In many places, even in the US, houses are built on stilts. It’s not so new or novel. You can see those houses in the Florida Keys and Louisiana bayous without looking too hard.
But away from actual riverine living, people who normally live “on land” next to rivers also need daily transportation. And you can’t drive your car to a stilted garage. If you could, you still couldn’t drive out of the stilted garage into a deeply flooded roadway. So you’d still be stuck, stranded, cut off. That won’t work (people’s livelihoods being what they are in our economy) for the long stretches of time that floods can last, so it’s an option that people don’t want to pursue. Not practical, given the world we decided that we wanted – and set out to build.

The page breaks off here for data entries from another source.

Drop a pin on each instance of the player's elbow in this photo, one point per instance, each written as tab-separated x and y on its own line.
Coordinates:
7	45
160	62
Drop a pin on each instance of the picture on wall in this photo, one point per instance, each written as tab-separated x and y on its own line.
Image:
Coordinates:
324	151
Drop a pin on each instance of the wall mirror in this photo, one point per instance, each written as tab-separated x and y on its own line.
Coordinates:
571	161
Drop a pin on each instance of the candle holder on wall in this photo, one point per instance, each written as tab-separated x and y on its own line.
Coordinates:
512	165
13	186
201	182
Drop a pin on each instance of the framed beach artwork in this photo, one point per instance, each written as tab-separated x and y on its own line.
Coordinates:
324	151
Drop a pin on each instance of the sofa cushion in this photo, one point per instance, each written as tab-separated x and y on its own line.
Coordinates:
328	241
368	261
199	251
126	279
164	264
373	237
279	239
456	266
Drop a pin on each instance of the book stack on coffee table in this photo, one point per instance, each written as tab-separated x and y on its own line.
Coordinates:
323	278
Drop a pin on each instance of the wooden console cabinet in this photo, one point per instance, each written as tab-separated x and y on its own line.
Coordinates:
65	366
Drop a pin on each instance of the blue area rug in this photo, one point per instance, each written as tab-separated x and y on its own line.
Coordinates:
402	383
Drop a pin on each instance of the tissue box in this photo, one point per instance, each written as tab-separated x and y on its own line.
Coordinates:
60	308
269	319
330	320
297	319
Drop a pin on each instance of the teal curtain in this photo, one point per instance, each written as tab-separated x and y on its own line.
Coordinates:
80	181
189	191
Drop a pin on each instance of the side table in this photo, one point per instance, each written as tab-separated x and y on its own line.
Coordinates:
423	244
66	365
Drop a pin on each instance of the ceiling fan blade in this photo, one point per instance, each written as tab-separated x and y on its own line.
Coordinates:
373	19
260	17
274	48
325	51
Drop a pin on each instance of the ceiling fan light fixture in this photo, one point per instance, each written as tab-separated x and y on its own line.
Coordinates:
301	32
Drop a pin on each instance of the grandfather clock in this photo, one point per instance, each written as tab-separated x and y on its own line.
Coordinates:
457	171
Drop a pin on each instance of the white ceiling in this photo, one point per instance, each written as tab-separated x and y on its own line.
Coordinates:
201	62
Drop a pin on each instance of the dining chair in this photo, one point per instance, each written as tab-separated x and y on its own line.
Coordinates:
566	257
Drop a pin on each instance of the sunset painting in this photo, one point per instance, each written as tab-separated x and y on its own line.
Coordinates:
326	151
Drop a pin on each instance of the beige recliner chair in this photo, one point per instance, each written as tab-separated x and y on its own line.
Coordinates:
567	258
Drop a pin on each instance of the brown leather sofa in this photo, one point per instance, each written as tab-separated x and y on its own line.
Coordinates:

Plus, as others have already described, the Army Corps of Engineers has had a two-fold mission: to improve river navigation by more and larger shippers, which means dredging deeper and wider – and straighter – channels, and maintaining optimum flow year-round, plus preventing floods of the riverbank communities with higher levees. Those missions are essentially at odds with each other.
Every time rivers are dredged and made straighter, to aid navigation, that speeds flood waters downstream. So flood stages that used to take longer to develop, giving downstreamers a better chance to get away (and more time – and places – for waters to dissipate into oxbows and sloughs), it makes the downstream effects faster and the water higher when it gets there.